2) is false; consider for example a function traversing a binary tree.  You
need some sort of "breadcrumb" trail to backtrack after visiting left
children. This will always be of the form of some sort of stack or queue,
whether explicit or implicit (implied by non-tail recursion).

1) is also questionable.  Tail recursive functions must write over their own
arguments on the stack, which often involves extra move operations just
before the tail call, as they may require the original argument values up
until the last new argument values are computed.

Furthermore, accumulator introduction (the process by which non-TC functions
are made to be TC) involves reversing the order of the arguments to the
function which is called after the tail call.  Concrete example: a
tail-recursive map must append results to the right of a list rather than
the left.  This can have performance implications, as it does in this
example (append from the left is O(1), append from the right is O(n)).
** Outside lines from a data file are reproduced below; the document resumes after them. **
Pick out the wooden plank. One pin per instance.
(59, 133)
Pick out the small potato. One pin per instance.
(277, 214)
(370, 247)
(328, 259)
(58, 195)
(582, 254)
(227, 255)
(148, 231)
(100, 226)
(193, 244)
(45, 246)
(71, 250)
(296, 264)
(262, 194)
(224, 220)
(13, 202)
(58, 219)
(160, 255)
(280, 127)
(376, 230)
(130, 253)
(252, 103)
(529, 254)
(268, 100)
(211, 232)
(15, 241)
The Mercury language does what you suggest, and even in cases where argument
order is irrelevant (e.g. summing a list) my own tests have shown slight
speed *losses* due to the stack shuffling described above.  The non-tail
recursive version of a function performs fewer memory accesses than the
tail-recursive version since it need not write arguments to a temporary
place before the recursive call.

To sum up, the only benefit of tail recursion is to limit stack growth and
memory usage.

Hope this helps.

- Chris

On May 13, 2011 6:51 AM, "OGrandeDiEnne" <[email protected]> wrote:

Hello people,
considering that

1) tail recursion is faster than non-tail-recursion (because it does
not have put a call in the stack for each iteration)

2) it is possible to convert any non-tail-recursive function into a
tail-recursive function

Is worth it to rewrite functions in tail-recursive ? Is Ocaml compiler
already converting my non-tail recursive functions into tail version,
when compiling?

Since this conversion can be made by a compiler, why bother to
rewrite ? Tail-recursive code can be harder to reason about.